As you decide what to include, remember that students will see your grading criteria as a direct reflection of your values for writing. In other words, if it’s in your scoring guide, students will assume it’s important. If it’s not, students will assume it doesn’t matter.

100-90 A
The A paper fulfills the assignment in a way that shows proficient understanding of both the content and the writing task. Development is appropriate in both breadth and depth. The main point is clearly articulated and is more than adequately supported by relevant, clearly-explained reasons and evidence. Outside sources, if any, are used effectively and with appropriate documentation. Sentences and paragraphs are well-developed and show the writer’s control of ideas, structure, and focus. The paper is stylistically and mechanically appropriate for most professional and academic contexts and contains few or no sentence-level flaws.

89-80 B
The B paper fulfills the assignment in a way that shows a competent understanding of both the content and the writing task. It is generally well developed. The main point is clear, and it is adequately supported by logically relevant, clearly explained reasons and evidence. Outside sources, if any, are used appropriately and documentation is correctly formatted. Sentences and paragraphs are well-developed and show the writer’s control of ideas, structure, and focus. The paper is stylistically and mechanically adequate for most professional and academic contexts. Sentence-level flaws, if present, are occasional rather than pervasive and are not noticeable enough to detract from the overall quality of the writer’s presentation

79-70 C
The C paper fulfills the requirements of the assignment in most ways, and shows an adequate understanding of the relevant content and the writing task. Development is sufficient to merit a passing grade, although it may not always reflect the depth or breadth the assignment seeks. The main point is evident, and it is adequately supported by appropriate reasons and evidence. Outside sources, if any, are used in an acceptable way and documented accurately. Sentences and paragraphs generally show the writer’s ability to control ideas, structure, and focus, although that control may sometimes slip. The paper is stylistically and mechanically acceptable for submission in a college-level course.
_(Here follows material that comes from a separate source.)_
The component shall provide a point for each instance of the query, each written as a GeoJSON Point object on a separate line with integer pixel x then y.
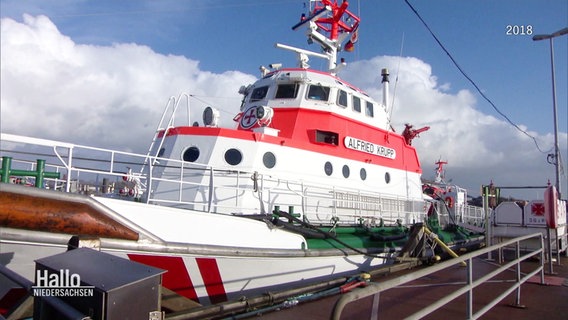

Sentence-level flaws, if present, never interfere with the writer’s ability to communicate and are not significant or distracting enough to prevent the document from accomplishing its intended purpose in an acceptable way.

69-60 D
The D paper attempts the assignment but fails to meet its objectives in one or more of the following ways. It may show inadequate understanding of the content or the writing task, and/or it may show insufficient development. The main point may be unclear, confusing, or self-contradictory. Reasons and evidence may not adequately support the main point, or they may be logically flawed or inadequately explained. Outside sources may be ineffectively or documented in an unacceptable way. Sentences and paragraphs may be inadequately developed and/or may frequently fail to control ideas, structure, or focus. Sentence-level flaws may be pervasive and may sometimes interfere with the writer’s ability to communicate.

59 and below F
The F paper does something other than the assigned task or shows insufficient understanding of the material and/or the writing task. The main point may be missing or outside the parameters of the assignment. Reasons and evidence may be exceptionally weak, irrelevant, or incoherent. Material from outside sources may be used inappropriately or without documentation. Sentences and paragraphs may be undeveloped and/or may show little effort to control ideas, structure, or focus. The presence of many, pervasive errors or egregious stylistic improprieties may make the document unacceptable for submission in a college-level course.